Em 1994, Parreira devolveu o título ao Brasil após 24 anos de espera. A campanha nos Estados Unidos não teve o futebol vistoso que a torcida cobrava, mas o técnico nunca se incomodou com a crítica. Em entrevista concedida para a Tribuna do Norte 30 anos depois, rebateu quem chamava o time da época de defensivo. “A seleção nunca foi defensiva, era organizada. A gente sempre teve domínio e controle dos jogos. De tudo, a coisa mais difícil foi a campanha nas Eliminatórias de 1993”, disse.
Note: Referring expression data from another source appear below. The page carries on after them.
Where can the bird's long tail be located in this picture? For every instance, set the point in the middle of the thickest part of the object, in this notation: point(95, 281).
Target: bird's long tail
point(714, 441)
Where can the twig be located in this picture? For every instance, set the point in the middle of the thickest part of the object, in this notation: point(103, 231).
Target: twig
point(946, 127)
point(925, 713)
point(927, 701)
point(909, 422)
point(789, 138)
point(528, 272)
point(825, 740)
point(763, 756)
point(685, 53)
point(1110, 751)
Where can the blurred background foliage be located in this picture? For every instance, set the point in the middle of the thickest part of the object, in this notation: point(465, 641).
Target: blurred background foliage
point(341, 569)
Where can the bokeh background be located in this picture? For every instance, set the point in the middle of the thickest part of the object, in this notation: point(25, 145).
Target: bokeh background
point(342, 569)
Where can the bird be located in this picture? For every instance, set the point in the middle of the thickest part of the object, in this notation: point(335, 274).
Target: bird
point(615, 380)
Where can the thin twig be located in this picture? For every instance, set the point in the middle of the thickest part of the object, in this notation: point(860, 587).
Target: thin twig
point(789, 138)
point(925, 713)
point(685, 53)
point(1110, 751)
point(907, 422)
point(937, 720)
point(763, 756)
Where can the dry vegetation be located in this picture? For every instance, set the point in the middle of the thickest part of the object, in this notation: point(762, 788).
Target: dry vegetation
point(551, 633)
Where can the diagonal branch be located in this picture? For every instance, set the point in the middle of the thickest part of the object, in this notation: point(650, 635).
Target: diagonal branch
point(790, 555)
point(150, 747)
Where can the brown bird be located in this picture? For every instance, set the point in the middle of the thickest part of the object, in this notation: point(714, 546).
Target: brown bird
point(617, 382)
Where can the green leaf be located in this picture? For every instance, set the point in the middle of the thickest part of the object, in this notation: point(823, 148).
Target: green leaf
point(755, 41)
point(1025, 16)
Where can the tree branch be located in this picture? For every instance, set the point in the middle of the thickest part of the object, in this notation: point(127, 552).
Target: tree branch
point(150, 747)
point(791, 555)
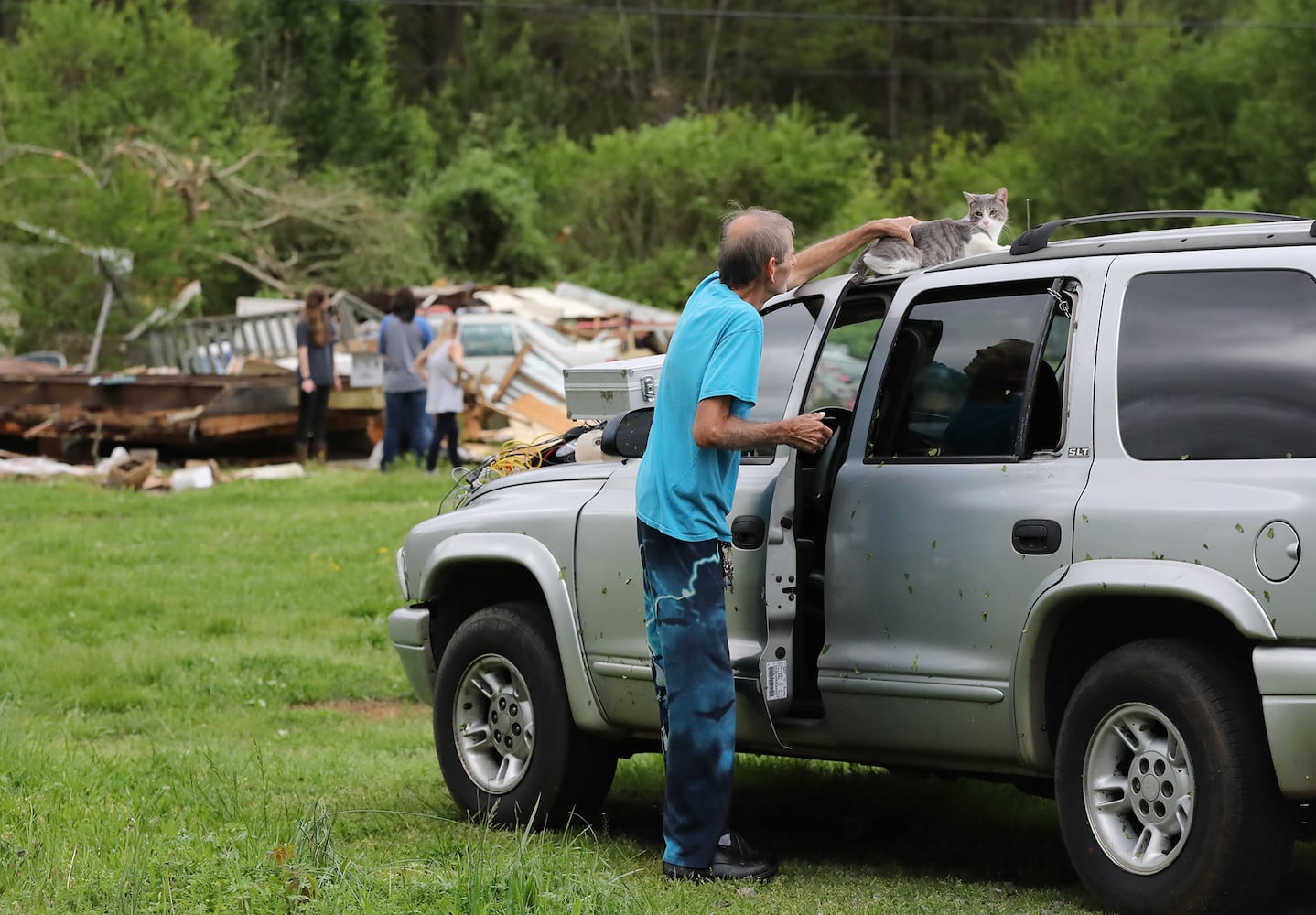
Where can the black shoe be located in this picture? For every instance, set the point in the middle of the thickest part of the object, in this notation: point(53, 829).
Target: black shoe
point(735, 861)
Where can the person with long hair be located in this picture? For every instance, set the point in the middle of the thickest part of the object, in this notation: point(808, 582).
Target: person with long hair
point(440, 365)
point(402, 339)
point(316, 335)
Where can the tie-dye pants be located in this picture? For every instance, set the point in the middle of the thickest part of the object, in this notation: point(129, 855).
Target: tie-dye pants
point(685, 624)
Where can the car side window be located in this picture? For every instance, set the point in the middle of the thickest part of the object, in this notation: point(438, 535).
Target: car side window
point(484, 339)
point(976, 377)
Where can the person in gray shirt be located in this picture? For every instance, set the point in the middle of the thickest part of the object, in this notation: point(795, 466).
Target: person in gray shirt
point(402, 339)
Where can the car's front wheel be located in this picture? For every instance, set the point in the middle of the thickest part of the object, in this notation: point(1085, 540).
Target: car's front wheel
point(507, 744)
point(1166, 797)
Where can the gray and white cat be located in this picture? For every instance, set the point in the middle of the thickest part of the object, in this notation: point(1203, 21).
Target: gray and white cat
point(939, 242)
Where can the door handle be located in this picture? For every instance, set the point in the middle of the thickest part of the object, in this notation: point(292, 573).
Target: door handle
point(1036, 536)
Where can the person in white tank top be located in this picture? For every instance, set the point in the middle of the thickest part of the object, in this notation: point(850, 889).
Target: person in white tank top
point(440, 363)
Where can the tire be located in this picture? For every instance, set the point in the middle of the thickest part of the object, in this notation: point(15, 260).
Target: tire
point(1166, 797)
point(507, 744)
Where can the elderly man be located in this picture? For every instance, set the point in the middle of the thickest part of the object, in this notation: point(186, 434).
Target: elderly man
point(684, 494)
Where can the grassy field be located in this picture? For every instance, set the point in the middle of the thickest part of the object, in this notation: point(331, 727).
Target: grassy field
point(200, 713)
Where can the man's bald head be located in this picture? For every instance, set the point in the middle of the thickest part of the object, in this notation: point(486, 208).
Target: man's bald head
point(749, 239)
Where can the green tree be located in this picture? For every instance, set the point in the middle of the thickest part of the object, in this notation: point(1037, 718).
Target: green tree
point(321, 71)
point(1271, 144)
point(637, 210)
point(113, 155)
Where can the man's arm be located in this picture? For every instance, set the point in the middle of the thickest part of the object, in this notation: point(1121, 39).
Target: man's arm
point(715, 426)
point(816, 258)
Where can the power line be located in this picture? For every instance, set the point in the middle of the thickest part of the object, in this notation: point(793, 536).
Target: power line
point(874, 18)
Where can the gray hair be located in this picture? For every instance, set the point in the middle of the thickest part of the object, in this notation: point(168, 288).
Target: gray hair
point(751, 236)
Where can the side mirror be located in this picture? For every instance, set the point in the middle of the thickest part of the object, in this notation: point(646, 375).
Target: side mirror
point(627, 434)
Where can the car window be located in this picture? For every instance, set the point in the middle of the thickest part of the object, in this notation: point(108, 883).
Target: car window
point(786, 333)
point(482, 339)
point(1217, 365)
point(976, 377)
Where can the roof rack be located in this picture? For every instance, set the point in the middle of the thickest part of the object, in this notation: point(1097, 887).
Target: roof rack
point(1037, 237)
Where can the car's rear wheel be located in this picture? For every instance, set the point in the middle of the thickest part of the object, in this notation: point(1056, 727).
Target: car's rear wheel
point(1166, 795)
point(507, 744)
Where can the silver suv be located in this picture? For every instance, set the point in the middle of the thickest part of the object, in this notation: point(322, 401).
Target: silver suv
point(1055, 540)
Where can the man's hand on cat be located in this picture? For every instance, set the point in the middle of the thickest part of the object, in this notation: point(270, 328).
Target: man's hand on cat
point(895, 227)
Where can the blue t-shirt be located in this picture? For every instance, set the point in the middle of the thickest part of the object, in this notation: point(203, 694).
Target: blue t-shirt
point(685, 490)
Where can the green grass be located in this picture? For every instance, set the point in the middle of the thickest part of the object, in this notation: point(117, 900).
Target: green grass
point(200, 713)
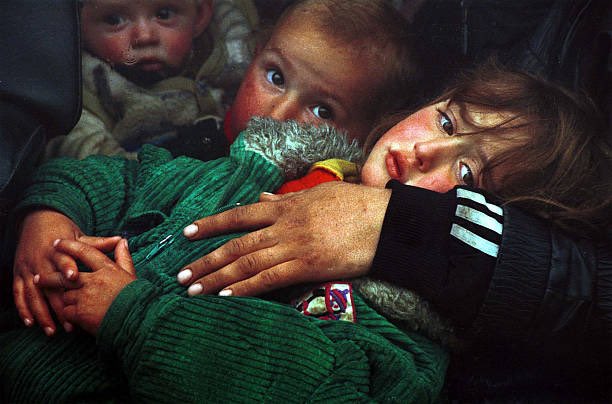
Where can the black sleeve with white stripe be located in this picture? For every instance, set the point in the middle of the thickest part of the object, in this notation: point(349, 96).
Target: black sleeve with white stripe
point(442, 246)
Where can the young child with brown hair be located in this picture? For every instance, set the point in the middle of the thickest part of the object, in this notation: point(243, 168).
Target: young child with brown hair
point(344, 63)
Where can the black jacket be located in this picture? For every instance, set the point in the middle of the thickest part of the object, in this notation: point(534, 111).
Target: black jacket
point(40, 92)
point(534, 305)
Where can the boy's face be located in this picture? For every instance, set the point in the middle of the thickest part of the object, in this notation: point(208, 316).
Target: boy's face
point(146, 38)
point(424, 149)
point(302, 74)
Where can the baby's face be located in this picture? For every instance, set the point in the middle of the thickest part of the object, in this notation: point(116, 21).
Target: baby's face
point(302, 74)
point(145, 37)
point(424, 149)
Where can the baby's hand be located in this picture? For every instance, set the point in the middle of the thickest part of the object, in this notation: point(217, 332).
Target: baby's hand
point(35, 255)
point(87, 304)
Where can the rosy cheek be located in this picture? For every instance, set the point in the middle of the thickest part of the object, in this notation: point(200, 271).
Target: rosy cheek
point(434, 182)
point(178, 47)
point(245, 106)
point(114, 50)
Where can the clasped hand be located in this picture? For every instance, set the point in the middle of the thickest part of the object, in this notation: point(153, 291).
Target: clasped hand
point(328, 232)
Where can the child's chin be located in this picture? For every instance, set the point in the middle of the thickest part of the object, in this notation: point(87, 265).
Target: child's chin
point(144, 75)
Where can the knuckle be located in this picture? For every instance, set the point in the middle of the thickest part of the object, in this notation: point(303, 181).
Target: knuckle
point(236, 245)
point(248, 264)
point(239, 216)
point(270, 279)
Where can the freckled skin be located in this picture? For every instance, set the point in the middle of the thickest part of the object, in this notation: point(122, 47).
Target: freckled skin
point(135, 35)
point(316, 71)
point(419, 152)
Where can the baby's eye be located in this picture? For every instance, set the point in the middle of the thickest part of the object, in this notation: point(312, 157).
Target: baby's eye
point(446, 123)
point(322, 112)
point(165, 13)
point(113, 19)
point(275, 77)
point(465, 172)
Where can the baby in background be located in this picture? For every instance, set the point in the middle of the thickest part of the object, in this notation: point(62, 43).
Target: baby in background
point(139, 80)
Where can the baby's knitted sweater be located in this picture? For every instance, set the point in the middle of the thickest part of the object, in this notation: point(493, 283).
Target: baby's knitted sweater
point(156, 344)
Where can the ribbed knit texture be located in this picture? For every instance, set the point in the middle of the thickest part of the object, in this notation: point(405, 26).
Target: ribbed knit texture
point(170, 348)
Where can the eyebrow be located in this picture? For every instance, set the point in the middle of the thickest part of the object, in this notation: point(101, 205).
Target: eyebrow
point(316, 88)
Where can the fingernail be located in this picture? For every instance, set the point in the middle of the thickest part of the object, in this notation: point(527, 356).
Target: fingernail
point(190, 230)
point(184, 276)
point(195, 289)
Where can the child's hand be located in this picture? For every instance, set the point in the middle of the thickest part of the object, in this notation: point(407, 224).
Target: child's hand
point(35, 255)
point(87, 305)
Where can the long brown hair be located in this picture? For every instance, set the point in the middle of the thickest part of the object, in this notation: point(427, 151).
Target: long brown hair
point(560, 168)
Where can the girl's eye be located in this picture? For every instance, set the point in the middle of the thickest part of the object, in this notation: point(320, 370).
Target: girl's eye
point(465, 172)
point(322, 112)
point(446, 123)
point(275, 77)
point(165, 13)
point(113, 19)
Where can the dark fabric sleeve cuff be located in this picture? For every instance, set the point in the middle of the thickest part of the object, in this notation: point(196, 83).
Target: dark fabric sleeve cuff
point(413, 247)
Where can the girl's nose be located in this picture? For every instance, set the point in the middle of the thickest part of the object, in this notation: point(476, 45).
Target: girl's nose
point(428, 152)
point(144, 32)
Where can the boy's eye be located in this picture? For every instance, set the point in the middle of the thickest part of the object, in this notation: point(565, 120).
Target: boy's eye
point(166, 13)
point(275, 77)
point(465, 172)
point(113, 19)
point(322, 112)
point(446, 123)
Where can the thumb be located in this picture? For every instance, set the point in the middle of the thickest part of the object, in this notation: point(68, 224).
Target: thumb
point(105, 244)
point(266, 196)
point(124, 258)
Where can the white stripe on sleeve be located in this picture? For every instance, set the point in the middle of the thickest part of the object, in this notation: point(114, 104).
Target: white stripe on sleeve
point(479, 198)
point(479, 218)
point(474, 240)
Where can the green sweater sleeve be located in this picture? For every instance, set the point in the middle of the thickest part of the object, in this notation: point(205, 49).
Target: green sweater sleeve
point(215, 349)
point(93, 192)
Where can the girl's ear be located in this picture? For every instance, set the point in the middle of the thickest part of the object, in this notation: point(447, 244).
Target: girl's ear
point(205, 10)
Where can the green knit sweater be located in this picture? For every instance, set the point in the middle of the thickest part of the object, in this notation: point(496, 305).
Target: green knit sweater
point(158, 345)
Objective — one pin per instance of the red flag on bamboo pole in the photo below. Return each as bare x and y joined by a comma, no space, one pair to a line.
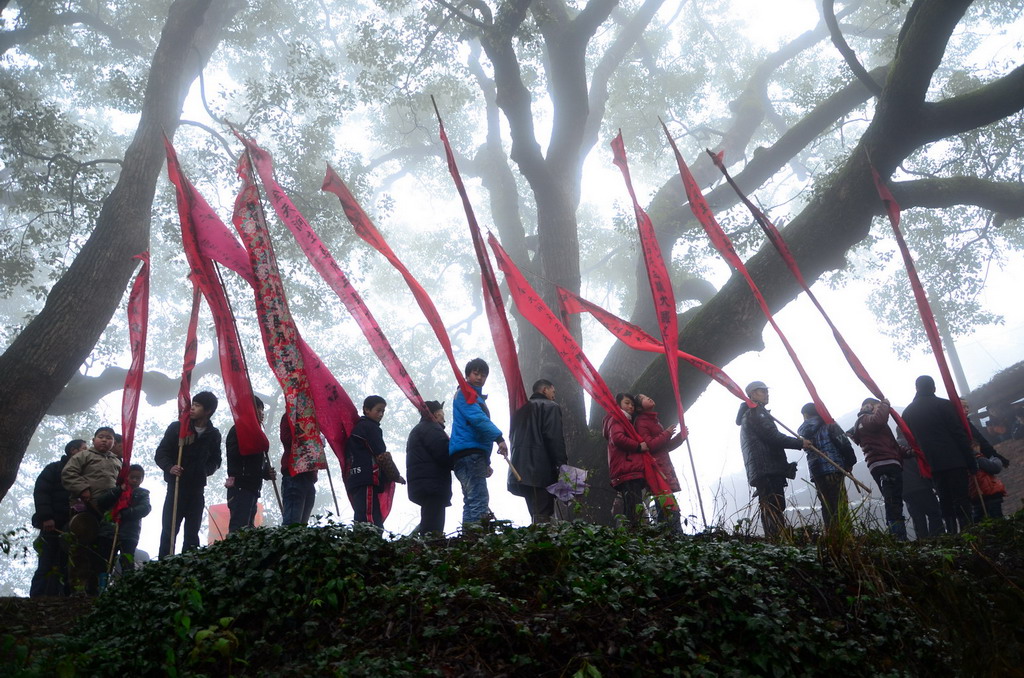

O Brasil passou pela fase de grupos com vitórias sobre Rússia, por 2 a 0, e Camarões, por 3 a 0, além de um empate com a Suécia. No mata-mata, eliminou os Estados Unidos por 1 a 0 no dia 4 de julho, feriado da independência americana, venceu a Holanda por 3 a 2 e a Suécia por 1 a 0. A final contra a Itália terminou 0 a 0 no Rose Bowl, em Pasadena, e o Brasil venceu nos pênaltis por 3 a 2 após Roberto Baggio desperdiçar a última cobrança.

A final da Copa de 1994 foi a última em que todos os jogadores usaram chuteiras pretas
REPRODUÇÃO/FIFA

A final da Copa de 1994 foi a última em que todos os jogadores usaram chuteiras pretas

Romário foi o nome do torneio, eleito o melhor jogador pela FIFA com cinco gols. Antes mesmo de embarcar para os Estados Unidos, o atacante viveu dias de tensão. Seu pai foi sequestrado no Rio de Janeiro em maio daquele ano e ficou desaparecido por quase uma semana.

Romário também havia sido cortado da seleção em 1992, após um episódio com Zagallo, e só voltou ao grupo pressionado pela torcida e por um jogo decisivo contra o Uruguai no Maracanã. Ronaldo Fenômeno, com apenas 17 anos, foi convocado por Parreira, mas não saiu do banco em nenhum jogo. Na celebração do título, os jogadores estenderam uma faixa no gramado em homenagem a Ayrton Senna, que havia falecido em um acidente, em 1º de maio daquele ano.